While acknowledging that climate change is happening and that greenhouse gases do indeed have a warming effect, Bates makes the point that the available evidence does not indicate that a climate emergency is looming :

Does the observed record of global warming indicate a climate emergency ? The most important index to examine in this regard is the global sea surface temperature. Ocean temperatures are free from the effects of urbanisation and land use changes that limit the reliability of land temperatures.
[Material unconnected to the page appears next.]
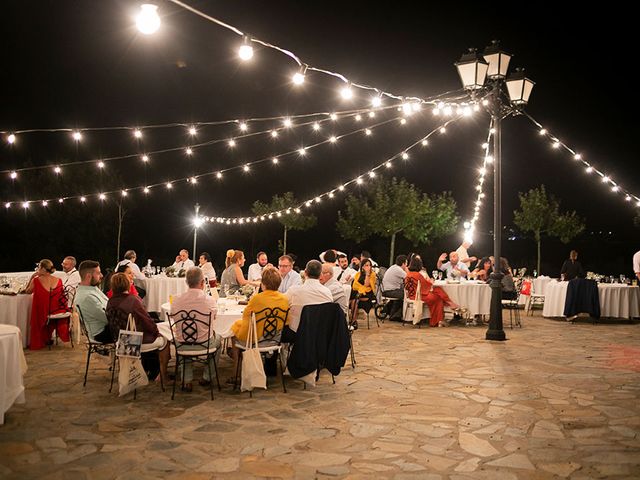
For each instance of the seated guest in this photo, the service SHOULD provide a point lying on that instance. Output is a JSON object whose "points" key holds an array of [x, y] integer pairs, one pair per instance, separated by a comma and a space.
{"points": [[48, 299], [93, 302], [255, 269], [196, 299], [571, 268], [232, 278], [337, 289], [393, 286], [454, 268], [120, 305], [435, 297], [363, 287], [207, 268], [343, 272], [126, 269], [289, 276], [183, 262], [130, 257], [69, 274], [311, 292]]}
The increase in the global average sea surface temperature from it's temporary peak around the middle of the last century to its present value is quite small: the difference between the 1936-1950 average and the 2000-2014 average is only 0.36C.  

Neither our recent unusual weather events nor the general progress of global warming provide sufficient evidence of a climate emergency to justify the costly unilateral climate measures that are now under way in this country.

The full article was published in the Sunday Business Post and can be found here.

One thing I have noticed with the Citizen's Assembly is that there is zero recognition of the fact that we have already installed 3,000MW of wind energy, roughly the equivalent of the capacity of seven or eight power stations, yet the Irish climate continues to be extreme i.e. wind energy has had zero impact on the climate yet they insist on more such measures to be introduced immediately rather than exercising prudence and basing policy on robust analysis as Professor Bates advocates.